Je staat op en kijkt uit het raam. De tuin waar je maanden aan gewerkt hebt? Overhoop gehaald. Zachte heuveltjes van zand op plekken waar gisteren nog strak gemaaid gras lag. Het ziet eruit alsof een klein graafmachientje onder de grond actief is geweest. Je weet meteen genoeg: mollen.
Voor wie in het arrondissement Antwerpen woont, komt dit beeld helaas vaker voor dan je zou denken. Of je nu een gezellige stadstuin hebt in Mortsel of een uitgestrekt gazon in Schilde – mollen stoppen niet bij gemeentegrenzen. In dit artikel nemen we je mee door het hele arrondissement. Van Antwerpen-stad tot Wuustwezel, van Schelle tot Zandhoven. We vertellen niet alleen waarom mollen zo’n hardnekkig probleem vormen, maar ook hoe je ze doeltreffend en blijvend aanpakt. Zonder poespas, gewoon zoals het is.
Op het eerste gezicht zijn mollen eigenlijk best indrukwekkende diertjes. Ze leven onder de grond, hebben handen als schopjes en kunnen kilometers gangen graven. Maar net dat indrukwekkende graafwerk is precies wat het probleem vormt.
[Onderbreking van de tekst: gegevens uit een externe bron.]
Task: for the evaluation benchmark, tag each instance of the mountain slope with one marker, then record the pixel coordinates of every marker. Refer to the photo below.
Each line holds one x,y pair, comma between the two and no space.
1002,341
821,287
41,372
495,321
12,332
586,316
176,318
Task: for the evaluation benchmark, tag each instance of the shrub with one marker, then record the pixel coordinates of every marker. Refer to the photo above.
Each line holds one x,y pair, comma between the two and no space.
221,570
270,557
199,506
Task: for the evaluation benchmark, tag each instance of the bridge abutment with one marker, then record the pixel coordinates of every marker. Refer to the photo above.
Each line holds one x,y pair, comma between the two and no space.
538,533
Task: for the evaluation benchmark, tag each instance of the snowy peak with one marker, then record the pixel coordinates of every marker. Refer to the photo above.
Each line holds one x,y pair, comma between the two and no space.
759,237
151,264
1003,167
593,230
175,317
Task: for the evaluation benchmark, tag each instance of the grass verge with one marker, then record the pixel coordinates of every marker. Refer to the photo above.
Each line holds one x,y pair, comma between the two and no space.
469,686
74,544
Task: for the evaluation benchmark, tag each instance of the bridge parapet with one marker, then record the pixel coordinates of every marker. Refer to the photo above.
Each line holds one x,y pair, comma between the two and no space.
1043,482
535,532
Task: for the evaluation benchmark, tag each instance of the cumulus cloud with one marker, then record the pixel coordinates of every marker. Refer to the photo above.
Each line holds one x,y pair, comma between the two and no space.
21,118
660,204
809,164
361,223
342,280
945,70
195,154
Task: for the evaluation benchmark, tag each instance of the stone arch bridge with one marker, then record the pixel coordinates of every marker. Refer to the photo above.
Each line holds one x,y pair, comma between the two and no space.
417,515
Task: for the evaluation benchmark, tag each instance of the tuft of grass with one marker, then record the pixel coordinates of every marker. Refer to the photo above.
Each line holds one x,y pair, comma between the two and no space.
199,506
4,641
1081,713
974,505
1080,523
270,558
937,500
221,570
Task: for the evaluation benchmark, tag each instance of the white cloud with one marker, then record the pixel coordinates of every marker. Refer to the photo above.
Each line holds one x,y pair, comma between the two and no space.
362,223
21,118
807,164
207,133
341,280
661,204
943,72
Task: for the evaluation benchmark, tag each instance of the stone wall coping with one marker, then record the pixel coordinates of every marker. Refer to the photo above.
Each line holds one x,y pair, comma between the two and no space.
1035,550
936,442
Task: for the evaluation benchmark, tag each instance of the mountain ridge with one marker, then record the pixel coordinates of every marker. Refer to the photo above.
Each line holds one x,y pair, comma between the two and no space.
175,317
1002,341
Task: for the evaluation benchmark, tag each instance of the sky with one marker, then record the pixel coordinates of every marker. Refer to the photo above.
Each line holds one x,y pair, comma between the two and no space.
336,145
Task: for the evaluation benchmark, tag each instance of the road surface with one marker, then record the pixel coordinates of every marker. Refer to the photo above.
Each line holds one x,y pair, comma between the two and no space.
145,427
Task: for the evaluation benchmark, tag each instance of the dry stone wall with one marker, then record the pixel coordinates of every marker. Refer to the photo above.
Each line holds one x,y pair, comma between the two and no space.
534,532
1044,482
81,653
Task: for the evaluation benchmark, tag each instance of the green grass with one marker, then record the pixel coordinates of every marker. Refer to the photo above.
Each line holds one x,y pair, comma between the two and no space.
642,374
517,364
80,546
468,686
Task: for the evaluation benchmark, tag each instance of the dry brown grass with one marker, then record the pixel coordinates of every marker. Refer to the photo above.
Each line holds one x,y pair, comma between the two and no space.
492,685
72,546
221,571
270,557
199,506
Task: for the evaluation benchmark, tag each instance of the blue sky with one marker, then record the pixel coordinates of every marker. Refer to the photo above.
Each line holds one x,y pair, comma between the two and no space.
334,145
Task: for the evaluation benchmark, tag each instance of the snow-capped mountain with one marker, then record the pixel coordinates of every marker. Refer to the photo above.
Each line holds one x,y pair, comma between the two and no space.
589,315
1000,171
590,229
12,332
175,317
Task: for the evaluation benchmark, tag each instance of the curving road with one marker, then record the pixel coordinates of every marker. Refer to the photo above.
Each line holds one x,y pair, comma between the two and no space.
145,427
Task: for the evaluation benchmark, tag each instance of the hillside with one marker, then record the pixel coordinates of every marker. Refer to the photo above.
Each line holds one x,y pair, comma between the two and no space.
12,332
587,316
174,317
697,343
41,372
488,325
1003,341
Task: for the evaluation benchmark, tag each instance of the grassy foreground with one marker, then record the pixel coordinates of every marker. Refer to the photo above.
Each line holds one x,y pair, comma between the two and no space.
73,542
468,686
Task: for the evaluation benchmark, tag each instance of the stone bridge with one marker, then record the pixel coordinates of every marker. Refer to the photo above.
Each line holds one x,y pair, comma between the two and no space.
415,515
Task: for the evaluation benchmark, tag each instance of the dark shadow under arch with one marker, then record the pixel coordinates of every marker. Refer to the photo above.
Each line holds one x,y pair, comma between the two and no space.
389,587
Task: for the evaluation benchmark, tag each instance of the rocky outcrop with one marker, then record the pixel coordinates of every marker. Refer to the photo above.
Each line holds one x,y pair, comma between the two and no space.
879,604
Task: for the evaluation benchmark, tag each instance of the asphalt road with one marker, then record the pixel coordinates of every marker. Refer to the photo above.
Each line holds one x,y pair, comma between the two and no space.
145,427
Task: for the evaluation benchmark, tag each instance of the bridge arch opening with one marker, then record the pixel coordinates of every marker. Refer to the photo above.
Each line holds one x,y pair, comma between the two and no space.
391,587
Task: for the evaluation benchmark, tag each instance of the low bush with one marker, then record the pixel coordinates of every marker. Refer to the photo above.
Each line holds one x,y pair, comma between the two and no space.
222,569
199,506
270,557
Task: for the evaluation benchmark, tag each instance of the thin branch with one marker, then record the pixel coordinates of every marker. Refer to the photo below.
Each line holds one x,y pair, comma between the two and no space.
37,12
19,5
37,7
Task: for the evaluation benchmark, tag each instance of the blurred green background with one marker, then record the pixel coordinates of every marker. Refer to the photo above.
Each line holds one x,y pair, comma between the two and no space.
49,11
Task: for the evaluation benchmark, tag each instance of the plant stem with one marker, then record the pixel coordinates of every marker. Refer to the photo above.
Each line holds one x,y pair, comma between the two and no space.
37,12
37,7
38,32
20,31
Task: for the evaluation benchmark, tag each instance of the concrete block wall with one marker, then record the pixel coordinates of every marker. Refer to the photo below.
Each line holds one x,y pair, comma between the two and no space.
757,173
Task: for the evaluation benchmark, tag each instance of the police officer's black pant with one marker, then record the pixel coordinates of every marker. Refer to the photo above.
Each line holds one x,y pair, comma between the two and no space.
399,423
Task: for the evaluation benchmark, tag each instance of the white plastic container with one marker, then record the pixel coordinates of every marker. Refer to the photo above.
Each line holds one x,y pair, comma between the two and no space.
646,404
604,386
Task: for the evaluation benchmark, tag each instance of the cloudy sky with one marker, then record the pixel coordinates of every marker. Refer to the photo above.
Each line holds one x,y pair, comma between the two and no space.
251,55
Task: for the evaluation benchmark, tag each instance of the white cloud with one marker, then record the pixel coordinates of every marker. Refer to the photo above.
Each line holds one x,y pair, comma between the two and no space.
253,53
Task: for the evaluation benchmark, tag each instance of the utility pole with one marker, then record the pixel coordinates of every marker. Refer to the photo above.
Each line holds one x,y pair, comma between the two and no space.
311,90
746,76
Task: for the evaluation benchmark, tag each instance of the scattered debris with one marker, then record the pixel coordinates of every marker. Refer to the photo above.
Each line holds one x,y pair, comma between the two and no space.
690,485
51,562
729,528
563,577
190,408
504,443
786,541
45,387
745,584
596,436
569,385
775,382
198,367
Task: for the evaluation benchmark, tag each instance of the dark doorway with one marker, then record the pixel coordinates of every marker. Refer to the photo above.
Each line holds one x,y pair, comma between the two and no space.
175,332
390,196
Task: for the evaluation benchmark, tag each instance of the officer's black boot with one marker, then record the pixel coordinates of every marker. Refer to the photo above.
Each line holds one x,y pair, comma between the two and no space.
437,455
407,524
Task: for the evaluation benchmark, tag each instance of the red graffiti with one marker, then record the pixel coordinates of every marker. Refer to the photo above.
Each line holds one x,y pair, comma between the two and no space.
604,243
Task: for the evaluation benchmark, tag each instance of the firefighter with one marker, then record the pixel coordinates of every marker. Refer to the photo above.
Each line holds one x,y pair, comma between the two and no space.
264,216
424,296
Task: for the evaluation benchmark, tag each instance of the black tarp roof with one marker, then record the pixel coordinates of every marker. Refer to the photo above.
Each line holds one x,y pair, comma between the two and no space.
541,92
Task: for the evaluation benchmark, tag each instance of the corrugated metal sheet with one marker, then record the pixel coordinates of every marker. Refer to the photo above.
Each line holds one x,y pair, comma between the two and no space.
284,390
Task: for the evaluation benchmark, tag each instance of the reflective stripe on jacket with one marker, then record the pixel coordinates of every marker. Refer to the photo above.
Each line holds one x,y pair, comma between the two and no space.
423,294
Een mol graaft niet voor z’n plezier. Hij zoekt eten: regenwormen, insectenlarven, en af en toe een verdwaalde kever. Daarvoor legt hij gangenstelsels aan. En wat voor gangen… In sommige gevallen praten we over tientallen meters per dag. Het zijn deze gangen en molshopen die je gazon omtoveren tot een soort maanlandschap.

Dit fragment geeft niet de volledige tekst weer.